«La maggior parte dei miei soldi non mi servono» e altre 3 frasi top di Bill Gates

Il denaro, la beneficenza, l’innovazione, il digitale, ma anche il caso Apple (tasse): parla il fondatore e presidente onorario di Microsoft

Lo scontro fra la Commissione Europea ed Apple, ma anche i libri (il suo preferito è “Declino della violenza” di Steven Pinker), il Global Fund (il fondo mondiale che finanzia la lotta ad Aids, malaria e tubercolosi). I soldi. Parla William Henry Gates III, più noto come Bill Gates, 60 anni, fondatore e presidente onorario di Microsoft, patrimonio stimato 79,2 miliardi di dollari (l’uomo più ricco del Mondo secondo Forbes), tre figli. «La maggior parte dei miei soldi, direi oltre il 95%, non è necessaria per sostenere le spese né della mia famiglia né dei miei figli. E quindi ho la possibilità e l’opportunità di restituire questi soldi alla società» ha detto al Corriere della Sera. Insieme a molte altre cose. Eccone qualcuna nel dettaglio.

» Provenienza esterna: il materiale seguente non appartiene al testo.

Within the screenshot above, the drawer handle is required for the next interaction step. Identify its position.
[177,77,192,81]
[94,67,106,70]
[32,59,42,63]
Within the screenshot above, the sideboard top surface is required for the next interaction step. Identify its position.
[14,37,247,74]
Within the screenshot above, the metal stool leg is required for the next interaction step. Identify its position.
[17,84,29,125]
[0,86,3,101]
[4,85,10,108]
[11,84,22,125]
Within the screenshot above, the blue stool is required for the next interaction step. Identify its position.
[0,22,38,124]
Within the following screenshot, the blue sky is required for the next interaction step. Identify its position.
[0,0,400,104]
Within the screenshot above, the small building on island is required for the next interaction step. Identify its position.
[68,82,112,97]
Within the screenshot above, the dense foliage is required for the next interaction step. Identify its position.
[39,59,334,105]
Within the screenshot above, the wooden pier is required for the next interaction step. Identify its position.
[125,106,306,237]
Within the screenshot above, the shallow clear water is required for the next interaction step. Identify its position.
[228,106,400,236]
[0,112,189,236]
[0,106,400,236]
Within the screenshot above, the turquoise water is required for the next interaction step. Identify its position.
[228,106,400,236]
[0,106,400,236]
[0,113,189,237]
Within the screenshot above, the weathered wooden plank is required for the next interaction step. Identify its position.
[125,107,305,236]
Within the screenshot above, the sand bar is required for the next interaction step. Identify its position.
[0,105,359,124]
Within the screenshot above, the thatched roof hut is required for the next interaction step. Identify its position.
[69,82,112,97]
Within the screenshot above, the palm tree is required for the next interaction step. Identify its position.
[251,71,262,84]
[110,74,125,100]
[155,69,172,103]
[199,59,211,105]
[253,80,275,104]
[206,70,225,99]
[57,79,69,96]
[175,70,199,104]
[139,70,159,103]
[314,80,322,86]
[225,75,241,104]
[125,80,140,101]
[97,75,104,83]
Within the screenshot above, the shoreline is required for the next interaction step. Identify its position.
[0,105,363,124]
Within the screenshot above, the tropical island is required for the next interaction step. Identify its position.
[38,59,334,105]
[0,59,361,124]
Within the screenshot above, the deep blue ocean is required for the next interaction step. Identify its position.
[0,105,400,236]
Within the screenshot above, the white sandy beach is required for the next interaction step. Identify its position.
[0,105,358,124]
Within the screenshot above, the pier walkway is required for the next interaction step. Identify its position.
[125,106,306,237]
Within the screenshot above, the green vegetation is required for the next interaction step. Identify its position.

Non credo che il mio lavoro possa essere definito rivoluzionario. Credo nell’innovazione radicale, questo sì

Bill Gates

Bill Gates – credits Wikipedia

Filantropo

Restituire i soldi alla società per «accelerare l’innovazione a favore dei più poveri» ha detto nell’intervista a Massimo Franco Bill Gates, che ha fondato con i figli la Bill & Melinda Gates Foundation, partner chiave del Global Fund. «Incrementeremo i contributi» ha annunciato.

Apple e lo scontro con l’Europa

Apple è stata condannata a restituire 13 miliardi di benefici fiscali all’Irlanda. In passato anche Microsoft ebbe guai con Bruxelles. Uno scontro fra Europa e Usa? «Sono due continenti capitalistici, convinti entrambi che occorra investire in innovazione – ha dichiarato Gates – oggi – ha aggiunto al Corriere della Sera – il problema è come proseguire sulla strada dell’innovazione, e avere equità. E’ una sfida costante».

Microsoft

«Sono stato fortunato a lavorare ad una rivoluzione alla quale Microsoft ha contribuito insieme a moltissime altre aziende» ha spiegato Bill Gates. «Non pensavo a comandare: mi sono limitato a mettere insieme al meglio ingegneri e tecnici per svolgere un ruolo innovativo».